Brexit: May’s snap election
Theresa May’s surprise snap election marginally increases the odds of a soft Brexit and makes a Scottish independence referendum less likely. Sterling is now at the top of our 1.20 – 1.28 trading range and there is not much more upside.
In an attempt to boost the British Prime Minister’s (PM) legitimacy as an elected leader and to consolidate political backing, an early general election has been set for June 8 2017.
- It is expected that an early election could strategically ease the post-Brexit political time-table on having to otherwise hold a general election for 2020, which can instead be scheduled 2022.
- Presumably, post-election political alignment (and consolidated backing of the PM) may likely provide more accommodation for negotiation and compromise over the terms of Brexit.

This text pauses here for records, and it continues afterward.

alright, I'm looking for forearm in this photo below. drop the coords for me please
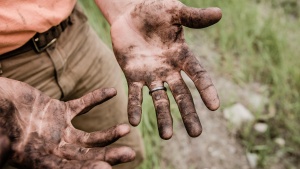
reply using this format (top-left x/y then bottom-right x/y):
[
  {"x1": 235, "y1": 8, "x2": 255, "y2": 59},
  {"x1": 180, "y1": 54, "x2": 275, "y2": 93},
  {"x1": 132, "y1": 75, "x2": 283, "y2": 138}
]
[{"x1": 94, "y1": 0, "x2": 141, "y2": 25}]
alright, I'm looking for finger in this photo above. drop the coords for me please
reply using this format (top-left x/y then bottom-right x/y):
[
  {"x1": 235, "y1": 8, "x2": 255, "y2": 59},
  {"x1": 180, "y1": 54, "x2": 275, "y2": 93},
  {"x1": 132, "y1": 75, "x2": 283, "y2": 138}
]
[
  {"x1": 26, "y1": 153, "x2": 112, "y2": 169},
  {"x1": 167, "y1": 75, "x2": 202, "y2": 137},
  {"x1": 67, "y1": 88, "x2": 117, "y2": 118},
  {"x1": 127, "y1": 82, "x2": 143, "y2": 126},
  {"x1": 58, "y1": 143, "x2": 135, "y2": 166},
  {"x1": 65, "y1": 124, "x2": 130, "y2": 147},
  {"x1": 179, "y1": 6, "x2": 222, "y2": 28},
  {"x1": 149, "y1": 85, "x2": 173, "y2": 139},
  {"x1": 183, "y1": 55, "x2": 220, "y2": 111},
  {"x1": 0, "y1": 129, "x2": 10, "y2": 168}
]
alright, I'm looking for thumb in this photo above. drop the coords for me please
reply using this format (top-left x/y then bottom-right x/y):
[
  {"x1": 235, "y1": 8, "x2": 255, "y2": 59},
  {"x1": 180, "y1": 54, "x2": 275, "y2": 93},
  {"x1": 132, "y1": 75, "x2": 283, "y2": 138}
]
[{"x1": 180, "y1": 6, "x2": 222, "y2": 28}]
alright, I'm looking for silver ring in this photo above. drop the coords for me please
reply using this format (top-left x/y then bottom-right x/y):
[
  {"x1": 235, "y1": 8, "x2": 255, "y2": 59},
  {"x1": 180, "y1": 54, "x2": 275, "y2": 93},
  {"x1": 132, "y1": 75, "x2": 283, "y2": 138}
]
[{"x1": 149, "y1": 86, "x2": 167, "y2": 95}]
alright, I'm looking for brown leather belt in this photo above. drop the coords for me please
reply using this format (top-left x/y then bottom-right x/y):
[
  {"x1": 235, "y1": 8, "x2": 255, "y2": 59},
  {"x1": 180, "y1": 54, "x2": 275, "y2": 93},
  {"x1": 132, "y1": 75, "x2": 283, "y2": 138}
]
[{"x1": 0, "y1": 16, "x2": 72, "y2": 60}]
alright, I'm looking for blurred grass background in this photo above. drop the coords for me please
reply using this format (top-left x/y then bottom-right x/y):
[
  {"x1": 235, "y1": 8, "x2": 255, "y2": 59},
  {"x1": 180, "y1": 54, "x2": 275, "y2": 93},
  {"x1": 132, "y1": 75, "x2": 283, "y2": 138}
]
[{"x1": 79, "y1": 0, "x2": 300, "y2": 168}]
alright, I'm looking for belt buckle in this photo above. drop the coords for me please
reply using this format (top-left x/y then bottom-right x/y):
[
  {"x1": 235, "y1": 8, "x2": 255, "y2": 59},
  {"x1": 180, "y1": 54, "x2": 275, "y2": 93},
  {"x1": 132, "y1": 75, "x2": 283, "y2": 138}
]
[{"x1": 31, "y1": 37, "x2": 57, "y2": 53}]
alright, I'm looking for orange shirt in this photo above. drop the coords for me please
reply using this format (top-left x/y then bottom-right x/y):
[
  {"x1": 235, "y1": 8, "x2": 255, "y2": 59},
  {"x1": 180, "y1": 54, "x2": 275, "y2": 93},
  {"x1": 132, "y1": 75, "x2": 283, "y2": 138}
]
[{"x1": 0, "y1": 0, "x2": 77, "y2": 54}]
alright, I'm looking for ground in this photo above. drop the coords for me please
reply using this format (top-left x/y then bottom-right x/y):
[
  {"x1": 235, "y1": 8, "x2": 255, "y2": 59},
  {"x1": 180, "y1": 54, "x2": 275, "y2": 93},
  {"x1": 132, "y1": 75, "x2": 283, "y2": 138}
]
[{"x1": 161, "y1": 106, "x2": 251, "y2": 169}]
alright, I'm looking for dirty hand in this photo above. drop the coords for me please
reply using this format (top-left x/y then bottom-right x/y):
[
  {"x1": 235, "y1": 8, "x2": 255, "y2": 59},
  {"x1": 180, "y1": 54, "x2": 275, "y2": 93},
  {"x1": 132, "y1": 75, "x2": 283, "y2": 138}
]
[
  {"x1": 110, "y1": 0, "x2": 222, "y2": 139},
  {"x1": 0, "y1": 77, "x2": 135, "y2": 169}
]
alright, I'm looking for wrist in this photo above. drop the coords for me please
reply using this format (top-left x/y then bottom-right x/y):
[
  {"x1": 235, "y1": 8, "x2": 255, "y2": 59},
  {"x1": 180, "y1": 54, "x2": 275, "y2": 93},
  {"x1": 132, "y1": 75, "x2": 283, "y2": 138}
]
[{"x1": 94, "y1": 0, "x2": 143, "y2": 25}]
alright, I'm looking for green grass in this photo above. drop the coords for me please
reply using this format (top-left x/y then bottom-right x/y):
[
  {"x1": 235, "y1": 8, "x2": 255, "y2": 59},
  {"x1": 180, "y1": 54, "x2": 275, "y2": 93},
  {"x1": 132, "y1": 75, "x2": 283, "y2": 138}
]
[
  {"x1": 78, "y1": 0, "x2": 111, "y2": 46},
  {"x1": 79, "y1": 0, "x2": 300, "y2": 168},
  {"x1": 184, "y1": 0, "x2": 300, "y2": 168}
]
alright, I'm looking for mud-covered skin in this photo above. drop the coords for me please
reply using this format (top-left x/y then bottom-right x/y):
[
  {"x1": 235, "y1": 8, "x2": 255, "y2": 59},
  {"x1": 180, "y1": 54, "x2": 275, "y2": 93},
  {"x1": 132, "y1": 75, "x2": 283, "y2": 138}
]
[
  {"x1": 110, "y1": 0, "x2": 222, "y2": 139},
  {"x1": 0, "y1": 128, "x2": 11, "y2": 168},
  {"x1": 0, "y1": 77, "x2": 135, "y2": 169}
]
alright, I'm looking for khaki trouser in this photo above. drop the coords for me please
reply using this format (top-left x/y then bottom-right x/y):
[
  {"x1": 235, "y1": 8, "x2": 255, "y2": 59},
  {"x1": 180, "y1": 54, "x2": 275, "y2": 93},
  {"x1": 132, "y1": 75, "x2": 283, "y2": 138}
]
[{"x1": 0, "y1": 5, "x2": 144, "y2": 169}]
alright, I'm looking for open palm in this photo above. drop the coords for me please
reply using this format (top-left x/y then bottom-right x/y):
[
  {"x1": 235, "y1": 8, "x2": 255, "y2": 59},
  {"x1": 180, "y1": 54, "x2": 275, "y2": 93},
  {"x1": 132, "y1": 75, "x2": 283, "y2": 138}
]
[
  {"x1": 0, "y1": 77, "x2": 135, "y2": 169},
  {"x1": 111, "y1": 0, "x2": 222, "y2": 139}
]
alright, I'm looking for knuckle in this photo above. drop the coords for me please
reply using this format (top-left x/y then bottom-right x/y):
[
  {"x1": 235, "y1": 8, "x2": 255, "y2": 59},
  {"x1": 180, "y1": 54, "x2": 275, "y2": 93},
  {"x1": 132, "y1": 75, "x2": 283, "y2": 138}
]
[
  {"x1": 155, "y1": 99, "x2": 169, "y2": 106},
  {"x1": 200, "y1": 84, "x2": 214, "y2": 92},
  {"x1": 192, "y1": 70, "x2": 208, "y2": 82},
  {"x1": 175, "y1": 93, "x2": 190, "y2": 102}
]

- The Conservative party currently holds only 330 out of 650 seats, giving it only tenuous control in parliament. Current polling indicates that the number of seats is likely to increase as a result of the election which should provide greater stability as small Conservative factions within will no longer wield outsized influence.
- Scottish independence: With the SNP holding 54 out of 59 Scottish seats, it is hard for the SNP to improve and easy to lose. This dynamic could strengthen May in her decision not to grant a referendum until after Brexit has been negotiated.
The immediate effects of the announcement on sterling have allowed the currency to strengthen on the back of previously negative sentiment. However, as the initial dust settles, observers can expect some volatility until the Pound finds new pricing.